Starting a business: sole-trade vs limited company

One of the most important decisions to be made when starting a business is what legal structure to adopt: sole-trade/partnership or limited company?

Both have advantages and disadvantages. Each business’s circumstances must be examined in its own right as what may suit one set of circumstances may not suit the next.

Firstly we must explain the difference between the two:

Sole-trade

An individual in business in a personal capacity. The assets and liabilities of the business are those of the individual personally. This means a sole-trader has unlimited liability. The sole-trader can be sued personally for anything the business does. If the business fails the individual is liable for all the debts of the business.

Limited company

A limited company is a legal entity in its own right. It can sue or be sued. The “owners” of a company are its shareholders. If the business fails, the shareholders can only lose the money they paid for the shares. This is limited liability, ie the shareholders’ liabilities are limited to the cost of their shares. The shareholders appoint directors to run the company. The directors are bound by the Companies Acts to run the company in a certain way. If they don’t and the business fails they can be held personally liable for the company’s debts.

Limited company key advantages
Limited liability

Traditionally this was one of the biggest advantages of trading through a limited company. As stated above a shareholder’s liability is limited it his/her shares whereas a sole-trader can lose everything.

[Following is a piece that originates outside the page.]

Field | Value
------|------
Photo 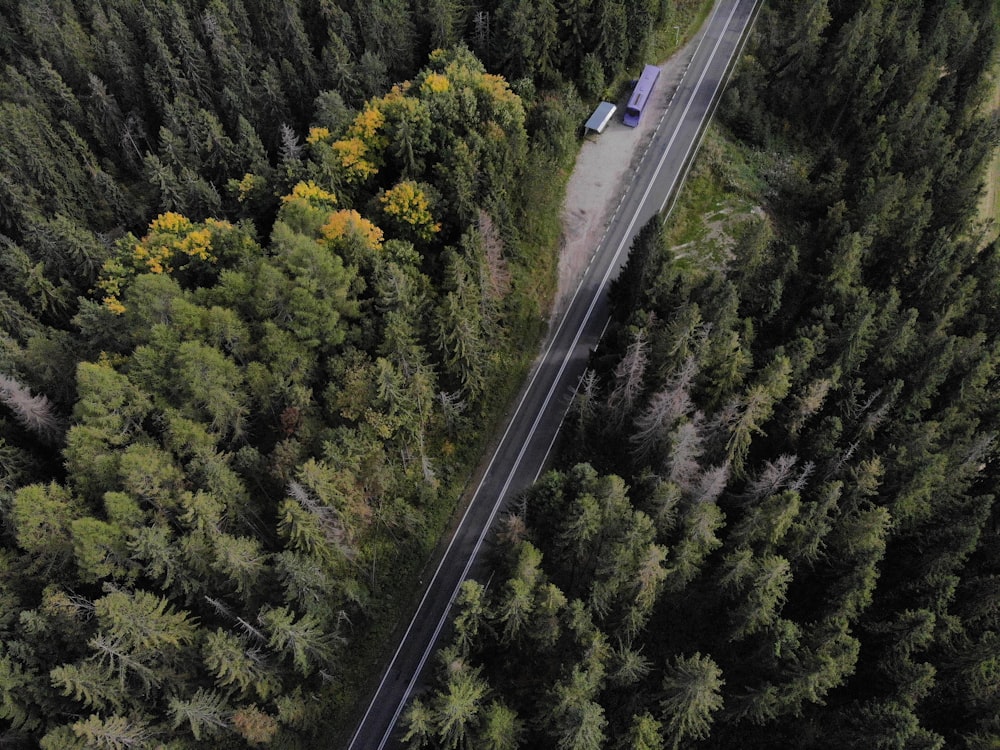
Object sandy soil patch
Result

Absolute limited liability, however, is becoming less and less achievable. Banks will usually require directors to personally guarantee borrowings of the company; landlords often require directors to guarantee leases; where a company is would up and owes PAYE on behalf of employees Revenue can deem PAYE paid on behalf of directors as being that of the employees. Leaving the directors personally liable for taxes already deducted from their salaries and paid over to Revenue.

Lower tax rate

A corporation tax rate of 12.5% has made taxation arguable the main motivation for business people to trade through a limited company. When you compare the 12.5% rate to the marginal income tax rate of 52% (Tax 41%+PRSI 4%+USC 7%) the benefit is obvious. The benefit is even greater if you anticipate profits in excess on €100,000: 10% USC for sole-traders versus 7% for proprietary directors.

However, cash must be extracted from the company and there are limited means of doing this tax efficiently. Dividends and salary are chargeable to income tax so the 12.5% has little relevance. Where it will be beneficial is if the company is making more profits than the directors require in salary. Any excess profits will be taxed at 12.5% and invested back into the business. A sole-trader’s entire profits are subject to income tax regardless of what cash is taken out.

Inward investment

It is much easier to manage investment in a company than a sole-trade. A sole-trader wanting to attract outside investment will have to enter into a partnership (although the business can transferred to a company). A company can relatively easily issue new shares and can even issue shares with different rights attached and for different prices.

Certain tax efficient investment schemes require the business to operate through a limited company.

Limited company key disadvantages
Compliance

One of the prices of limited liability is the compliance regime. Not only do directors have somewhat onerous obligations under Company Law, but the company must also prepare annual accounts in accordance with the Companies Acts and accounting standards. The accounts must be submitted to the Companies Registration Office. Not only is this an additional expense, but any information submitted is available to the public.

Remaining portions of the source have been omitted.